Last week, the Eastern District of New York held in Lieb v. Korangy Publishing, Inc. that a plaintiff's actual knowledge of their copyright registration's inaccuracy, without showing fraud, is sufficient to refer the registration to the US Copyright Office to investigate whether the inaccuracy would have caused the registration to be refused, if the inaccuracy was known.
Background
First some background. Any case that involves potentially inaccurate copyright registrations must be referred to the US Copyright Office under Section 411 of the Copyright Act for further investigation. A few weeks ago, the US Supreme Court decided that an inaccurate registration would not trigger referral to the Copyright Office, unless the registrant had actual knowledge that the registration was factually and legally inaccurate (see here). However, last month, the District of Minnesota (FurnitureDealer.Net v. Amazon) interpreted the Supreme Court's ruling as not deciding the state of mind necessary to invoke referring a case to the Copyright Office and that fraudulent intent was required.
E.D.N.Y. Case
Andrew Lieb, who is an attorney and blogger, wrote an article that he repurposed for the Huffington Post. Lieb didn't try to register his original article, but filed for a copyright registration of his Huffington Post article. Lieb didn't disclose to the Copyright Office that the Huffington Post article was based on his prior article, and he didn't designate the Huffington Post article as a derivative work. A few weeks later, a real estate news website, Korangy Publishing, published an article summarizing the information in Lieb's articles. Lieb filed a lawsuit against Korangy for copyright infringement. Korangy filed for summary judgment because it believed Lieb knowingly made inaccurate statements about his copyright registration, and as such, the registration should be referred to the US Copyright Office to determine if registration should have been refused if the inaccuracy was known. Korangy also retorted that the articles weren't substantially similar enough to constitute copyright infringement.

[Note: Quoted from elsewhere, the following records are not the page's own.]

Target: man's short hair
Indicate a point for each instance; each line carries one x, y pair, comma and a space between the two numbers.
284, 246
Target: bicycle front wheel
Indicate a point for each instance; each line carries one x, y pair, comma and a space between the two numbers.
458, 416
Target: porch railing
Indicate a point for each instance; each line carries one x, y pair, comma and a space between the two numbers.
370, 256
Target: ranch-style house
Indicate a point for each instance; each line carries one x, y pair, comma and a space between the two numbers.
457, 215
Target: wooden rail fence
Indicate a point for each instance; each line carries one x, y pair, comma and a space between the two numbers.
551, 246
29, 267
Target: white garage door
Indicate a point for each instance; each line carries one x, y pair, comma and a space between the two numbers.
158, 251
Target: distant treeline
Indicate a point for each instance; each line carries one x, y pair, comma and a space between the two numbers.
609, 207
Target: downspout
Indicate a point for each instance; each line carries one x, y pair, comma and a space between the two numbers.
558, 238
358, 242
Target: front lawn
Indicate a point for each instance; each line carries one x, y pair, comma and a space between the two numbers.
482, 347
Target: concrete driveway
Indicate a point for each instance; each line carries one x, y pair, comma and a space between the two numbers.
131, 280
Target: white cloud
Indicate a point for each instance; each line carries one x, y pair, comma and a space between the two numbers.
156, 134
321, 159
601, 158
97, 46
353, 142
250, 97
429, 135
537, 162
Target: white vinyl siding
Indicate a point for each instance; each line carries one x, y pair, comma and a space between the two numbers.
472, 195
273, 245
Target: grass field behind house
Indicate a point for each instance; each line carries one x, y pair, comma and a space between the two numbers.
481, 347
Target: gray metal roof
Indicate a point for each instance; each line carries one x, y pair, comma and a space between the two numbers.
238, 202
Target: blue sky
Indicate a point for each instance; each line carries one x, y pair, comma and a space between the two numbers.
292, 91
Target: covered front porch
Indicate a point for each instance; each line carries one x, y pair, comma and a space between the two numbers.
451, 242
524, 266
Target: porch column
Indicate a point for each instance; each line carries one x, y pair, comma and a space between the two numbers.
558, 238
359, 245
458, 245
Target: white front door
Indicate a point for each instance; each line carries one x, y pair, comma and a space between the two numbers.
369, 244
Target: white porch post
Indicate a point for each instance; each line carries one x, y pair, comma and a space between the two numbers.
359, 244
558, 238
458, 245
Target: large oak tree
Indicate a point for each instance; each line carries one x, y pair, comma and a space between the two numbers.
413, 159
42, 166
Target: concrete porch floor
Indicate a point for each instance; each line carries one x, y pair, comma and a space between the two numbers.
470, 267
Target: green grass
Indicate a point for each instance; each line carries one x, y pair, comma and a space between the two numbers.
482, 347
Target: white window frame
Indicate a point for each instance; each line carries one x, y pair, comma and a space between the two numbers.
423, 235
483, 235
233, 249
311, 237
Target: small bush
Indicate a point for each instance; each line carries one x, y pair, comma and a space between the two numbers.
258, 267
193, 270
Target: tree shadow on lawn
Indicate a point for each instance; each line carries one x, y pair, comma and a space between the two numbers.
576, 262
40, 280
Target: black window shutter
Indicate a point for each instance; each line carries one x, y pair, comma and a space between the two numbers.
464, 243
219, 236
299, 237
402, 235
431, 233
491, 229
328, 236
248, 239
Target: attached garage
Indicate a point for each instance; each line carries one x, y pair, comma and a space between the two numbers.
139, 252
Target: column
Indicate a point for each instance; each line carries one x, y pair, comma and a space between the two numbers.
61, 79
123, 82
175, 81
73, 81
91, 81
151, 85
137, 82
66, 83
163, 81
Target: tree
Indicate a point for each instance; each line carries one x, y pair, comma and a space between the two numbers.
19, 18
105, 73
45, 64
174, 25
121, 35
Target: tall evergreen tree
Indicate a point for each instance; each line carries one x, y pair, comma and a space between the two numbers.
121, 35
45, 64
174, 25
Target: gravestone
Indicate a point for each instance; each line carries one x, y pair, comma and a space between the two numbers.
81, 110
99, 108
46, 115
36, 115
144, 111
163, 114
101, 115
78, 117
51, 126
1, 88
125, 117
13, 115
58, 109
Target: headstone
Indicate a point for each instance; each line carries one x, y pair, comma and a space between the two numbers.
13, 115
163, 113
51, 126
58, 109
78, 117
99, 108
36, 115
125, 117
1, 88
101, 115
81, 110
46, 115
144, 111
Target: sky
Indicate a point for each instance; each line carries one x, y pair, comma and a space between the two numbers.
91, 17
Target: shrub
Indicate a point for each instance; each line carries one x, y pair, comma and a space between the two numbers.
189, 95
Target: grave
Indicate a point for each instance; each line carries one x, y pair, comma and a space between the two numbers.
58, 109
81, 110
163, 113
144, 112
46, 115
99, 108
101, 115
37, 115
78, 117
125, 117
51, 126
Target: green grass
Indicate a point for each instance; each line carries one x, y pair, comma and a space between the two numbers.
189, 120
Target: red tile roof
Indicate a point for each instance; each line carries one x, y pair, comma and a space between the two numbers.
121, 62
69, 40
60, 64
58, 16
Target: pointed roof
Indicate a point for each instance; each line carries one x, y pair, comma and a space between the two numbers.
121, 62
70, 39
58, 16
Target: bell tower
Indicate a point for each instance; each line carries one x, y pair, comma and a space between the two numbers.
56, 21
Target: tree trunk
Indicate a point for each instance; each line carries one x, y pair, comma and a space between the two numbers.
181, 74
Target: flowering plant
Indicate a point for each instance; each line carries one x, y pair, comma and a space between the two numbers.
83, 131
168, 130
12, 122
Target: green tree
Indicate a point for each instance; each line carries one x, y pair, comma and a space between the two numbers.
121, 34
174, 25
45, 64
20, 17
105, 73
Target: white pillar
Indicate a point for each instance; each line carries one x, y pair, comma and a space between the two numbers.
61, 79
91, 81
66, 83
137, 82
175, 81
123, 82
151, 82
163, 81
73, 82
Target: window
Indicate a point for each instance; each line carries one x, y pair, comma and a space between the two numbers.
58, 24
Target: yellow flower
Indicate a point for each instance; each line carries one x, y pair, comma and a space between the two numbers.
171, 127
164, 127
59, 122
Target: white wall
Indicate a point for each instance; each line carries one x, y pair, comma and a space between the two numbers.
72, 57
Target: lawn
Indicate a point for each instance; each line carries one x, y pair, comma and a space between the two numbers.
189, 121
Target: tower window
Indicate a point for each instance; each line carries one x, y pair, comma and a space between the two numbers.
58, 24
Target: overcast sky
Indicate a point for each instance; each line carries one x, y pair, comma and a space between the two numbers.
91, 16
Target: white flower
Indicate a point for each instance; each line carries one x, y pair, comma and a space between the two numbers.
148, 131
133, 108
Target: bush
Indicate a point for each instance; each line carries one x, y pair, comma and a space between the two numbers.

The E.D.N.Y. disagreed with the Minnesota district court and said it was quite clear that the US Supreme Court adopted an "actual knowledge" standard referral requirement under Section 411 of the Copyright Act. As such, the E.D.N.Y. believed that Lieb had actual knowledge of the copyright registration inaccuracies because Lieb knew the Huffington Post article was based on his prior material and his copyright registration application, which could be understood by a lay person, required Lieb to disclose if his article was a derivative work. The E.D.N.Y. also stated the Copyright Office would likely have refused to register the Huffington Post article if it knew it was a derivative work, given that the two articles (the original article and Huffington Post article) were virtually identical. Consequently, it granted Korangy's motion for summary judgment and referred Lieb's registration to the Copyright Office.
This case creates a split between the two district courts, which will hopefully be resolved soon.